Sano responded in Thursday's 9-2 loss by going 1-for-2 with a double and two walks at the plate, but he was also charged with an error on a tough play in the ninth, giving him 12 errors in his past 20 games at third. He said he understands the Twins have a decision to make when Plouffe returns, and he'll do whatever the organization asks of him.
"The manager has a decision with everybody and the GM, so I don't know what decision they'll make," Sano said. "I'm just going to play my game and don't worry about the [front] office. If they want to make that decision, I'll be OK. I'll do whatever they want me to do."

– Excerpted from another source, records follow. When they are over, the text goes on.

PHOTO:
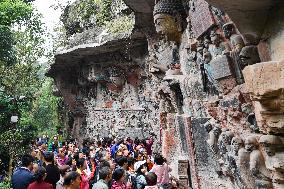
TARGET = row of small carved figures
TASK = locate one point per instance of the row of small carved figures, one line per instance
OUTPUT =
(253, 162)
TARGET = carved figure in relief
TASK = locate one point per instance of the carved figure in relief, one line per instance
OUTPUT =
(257, 164)
(243, 162)
(237, 43)
(249, 55)
(217, 48)
(96, 74)
(168, 16)
(117, 76)
(166, 97)
(214, 133)
(224, 142)
(274, 158)
(230, 168)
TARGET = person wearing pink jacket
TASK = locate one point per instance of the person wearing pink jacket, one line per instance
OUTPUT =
(118, 182)
(161, 169)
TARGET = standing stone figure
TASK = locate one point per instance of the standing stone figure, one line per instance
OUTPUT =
(274, 158)
(243, 162)
(257, 165)
(237, 43)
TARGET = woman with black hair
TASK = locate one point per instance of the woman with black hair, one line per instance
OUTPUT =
(39, 183)
(140, 169)
(161, 169)
(81, 169)
(72, 180)
(119, 177)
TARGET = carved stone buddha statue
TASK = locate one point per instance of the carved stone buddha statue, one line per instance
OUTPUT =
(168, 16)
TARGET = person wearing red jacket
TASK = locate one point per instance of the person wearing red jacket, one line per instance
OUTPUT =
(40, 183)
(119, 177)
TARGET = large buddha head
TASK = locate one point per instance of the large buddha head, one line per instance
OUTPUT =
(168, 16)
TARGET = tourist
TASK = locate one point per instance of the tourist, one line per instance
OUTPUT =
(81, 169)
(105, 176)
(140, 169)
(161, 169)
(151, 179)
(52, 171)
(23, 176)
(119, 178)
(72, 180)
(61, 157)
(39, 182)
(63, 170)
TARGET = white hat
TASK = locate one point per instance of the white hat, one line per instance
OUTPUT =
(138, 164)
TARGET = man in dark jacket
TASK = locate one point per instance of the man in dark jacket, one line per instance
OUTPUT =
(23, 176)
(52, 171)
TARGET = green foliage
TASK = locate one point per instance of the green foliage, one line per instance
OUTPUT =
(14, 11)
(15, 137)
(121, 25)
(86, 14)
(6, 45)
(6, 184)
(21, 46)
(104, 15)
(46, 109)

At issue is also how hard Sano has been working at getting better, as hitting coach Tom Brunansky told 1500 ESPN Radio on Wednesday that Sano's "work ethic needs to match his talent level." Molitor said it's not uncommon for young players to run into that issue, and he agreed with Brunansky's assertion.
"I think Miggy as a young man is still trying to have a balance where he understands this is a huge priority for him," Molitor said. "It's a huge responsibility. You have to minimize the things that interfere with the skills you have. So [Brunansky] is not wrong. I think that's a fair statement by Bruno. But it's been the case for a lot of years for a lot of players."
After a breakout rookie season in 2015 that saw Sano hit .269/.385/.530 with 18 homers and 17 doubles in 80 games, he entered Thursday batting .238/.332/.443 with 15 homers and 13 doubles in 75 games. Molitor said he believes Sano has become a bit too complacent in some areas, and it's hurt his production.
"I think it goes along the lines with young players who get to the big leagues and they either subconsciously, or their agents, someone's telling them they've got everything figured out and go enjoy the life," Molitor said. "It's contrary to what's real in terms of you don't want to ever get too comfortable. And there are other guys we've had discussions with as young players to keep their focus on how they got here, why they're here and [doing] what they need to do to stay here."
Molitor said he's continued to talk with Sano this year to help him get better, and that though sometimes he has the right intentions -- like when he tried to advance to third as the trail runner during a rundown on Wednesday, only to make the inning's final out -- he needs to improve his decision-making.
"We've had a lot of conversations this year," Molitor said. "He's trying to make the changes he needs to make so he can walk out of here knowing he did what he could do to be a better player. It doesn't happen every day."